O Tribunal de Contas dos Municípios da Bahia (TCM-BA) determinou a suspensão parcial dos pagamentos de cachês da 40ª Vaquejada de Formosa do Rio Preto, no oeste baiano, após representação do Ministério Público da Bahia (MP-BA), que apontou possíveis irregularidades nos contratos milionários do evento.
A decisão foi assinada pelo conselheiro Nelson Pellegrino e publicada no Diário Oficial do TCM em 14 de maio de 2026. A medida não cancela a vaquejada, mas impede que a prefeitura efetue pagamentos considerados acima da média de mercado até o julgamento definitivo do caso.
Segundo o MP-BA, os contratos para atrações musicais somam mais de R$ 4 milhões e apresentariam aumentos de até 60,71% em relação aos valores pagos aos mesmos artistas em festas juninas de 2025, sem justificativa compatível com a inflação.
Entre os contratos questionados estão:
- NL Music (Natanzinho Lima) — R$ 800 mil;
- Felipe Amorim & Cia — R$ 500 mil;
- Rey Vaqueiro Produções Artísticas — R$ 450 mil;
- Zade Shows (Eric Land) — R$ 300 mil;
- AM Produções (Netto Brito) — R$ 260 mil;
- Sustenido Produções (Pagod’Art) — R$ 150 mil;
- Túlio Duarte Shows — R$ 75 mil.
O Ministério Público também argumenta que os gastos previstos representam cerca de 57% de todo o orçamento municipal destinado à cultura em 2026, levantando preocupação sobre possível impacto em áreas essenciais do município, como saúde e serviços públicos. Além disso, o órgão apontou falta de transparência nos contratos e ausência de detalhamento individualizado dos custos das atrações.

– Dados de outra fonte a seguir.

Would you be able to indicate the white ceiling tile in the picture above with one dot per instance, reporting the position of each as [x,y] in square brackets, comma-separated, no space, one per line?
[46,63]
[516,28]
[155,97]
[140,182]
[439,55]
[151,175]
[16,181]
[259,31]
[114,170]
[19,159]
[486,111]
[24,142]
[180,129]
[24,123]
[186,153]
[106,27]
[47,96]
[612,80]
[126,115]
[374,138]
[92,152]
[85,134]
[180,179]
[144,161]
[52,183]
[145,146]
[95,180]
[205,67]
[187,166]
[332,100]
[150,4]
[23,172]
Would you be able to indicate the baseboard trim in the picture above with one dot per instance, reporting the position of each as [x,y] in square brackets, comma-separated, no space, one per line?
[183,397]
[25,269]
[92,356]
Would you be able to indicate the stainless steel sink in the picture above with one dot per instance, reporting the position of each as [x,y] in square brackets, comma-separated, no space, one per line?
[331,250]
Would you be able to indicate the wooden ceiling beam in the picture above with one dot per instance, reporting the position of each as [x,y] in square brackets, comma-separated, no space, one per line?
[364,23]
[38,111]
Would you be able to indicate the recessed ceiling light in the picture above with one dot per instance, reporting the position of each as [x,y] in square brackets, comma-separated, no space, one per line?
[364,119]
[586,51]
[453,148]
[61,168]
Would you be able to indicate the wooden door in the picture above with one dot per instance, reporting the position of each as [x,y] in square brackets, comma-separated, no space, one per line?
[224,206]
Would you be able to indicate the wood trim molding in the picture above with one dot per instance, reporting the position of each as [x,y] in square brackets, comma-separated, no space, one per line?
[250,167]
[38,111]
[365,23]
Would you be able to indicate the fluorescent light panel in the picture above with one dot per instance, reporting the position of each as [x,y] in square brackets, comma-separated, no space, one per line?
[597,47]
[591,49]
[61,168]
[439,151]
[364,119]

Na decisão cautelar, o TCM determinou que a Prefeitura de Formosa do Rio Preto apresente, em até 20 dias, toda a documentação das contratações e a comprovação da capacidade orçamentária para custear o evento.
Em nota, a prefeitura afirmou que a vaquejada está mantida entre os dias 28 e 31 de maio e que a decisão não suspendeu os shows nem cancelou os contratos artísticos. Segundo a gestão municipal, a medida apenas estabeleceu um limite provisório para pagamentos enquanto o processo é analisado.